Hm. Da wird die zweite Wahrheit (ohne Entwicklungsländer geht es nicht) dazu missbraucht, die erste Wahrheit (die Industrieländer sind verantwortlich) zu annullieren. Klimagerechtigkeit bedeutet aber, die erste Wahrheit genau so ernst zu nehmen wie die zweite. Und damit diejenigen, die verantwortlich für das Problem sind und damit ihren Wohlstand aufgebaut haben, in die Pflicht zu nehmen, die Emissionsreduktionen auch in Entwicklungsländern zu unterstützen. Das Greenhouse Development Rights Framework fordert genau dies.
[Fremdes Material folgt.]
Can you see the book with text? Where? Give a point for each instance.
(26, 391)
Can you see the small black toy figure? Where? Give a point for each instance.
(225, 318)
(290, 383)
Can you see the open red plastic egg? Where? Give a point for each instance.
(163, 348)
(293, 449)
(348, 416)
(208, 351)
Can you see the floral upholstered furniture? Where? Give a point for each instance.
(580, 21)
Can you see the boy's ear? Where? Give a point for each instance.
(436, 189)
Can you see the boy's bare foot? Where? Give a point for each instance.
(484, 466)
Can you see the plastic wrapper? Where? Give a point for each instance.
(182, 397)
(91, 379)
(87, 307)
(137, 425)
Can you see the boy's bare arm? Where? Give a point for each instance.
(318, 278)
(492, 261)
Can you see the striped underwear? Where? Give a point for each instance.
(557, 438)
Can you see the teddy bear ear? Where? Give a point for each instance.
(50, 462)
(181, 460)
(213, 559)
Klimawandel ist sowohl eine moralische als auch eine ökonomische Herausforderung. Er fordert unsere Fähigkeiten heraus, ein neues Kapitel der wirtschaftlichen Entwicklung aufzuschlagen, das uns vor vollkommen neue Herausforderungen stellt in einer Zeit, in der wir beispielsweise anhand der Entwicklung der Preise für Erdöl und Erdgas erhebliche Veränderungen bei der Verfügbarkeit bzw. zumindest bei der Erschwinglichkeit von klassischen Energieträgern spüren.

Ein Hauch von Peak Oil in einer Rede der Bundeskanzlein?

Klimawandel ist zudem eine große politische Herausforderung, denn wir stehen vor der Aufgabe, international zusammenzuarbeiten. Das ist der klassische Weg eines multilateralen Prozesses. Deshalb habe ich sehr viel Wert darauf gelegt, im vergangenen Jahr, als Deutschland Gastgeber des G8-Gipfels war, zu sagen, dass dieser Weg unter dem Dach der Vereinten Nationen gegangen werden muss. Es gibt überhaupt keine andere politische Alternative. Es hilft nicht viel, wenn sich fünf Länder mit anderen fünf Ländern irgendwie verabreden, sondern es muss ein international legitimierter und bindender Prozess eingeleitet werden.

Gut gebrüllt!

Was ist die Dimension des Problems? Von 1970 bis 2004 sind die vom Menschen verursachten Treibhausgasemissionen um 70 Prozent gestiegen. Diese Zunahme hat sich in den vergangenen Jahren nicht etwa abgeschwächt, sondern beschleunigt. Wir bekommen die Folgen zu spüren.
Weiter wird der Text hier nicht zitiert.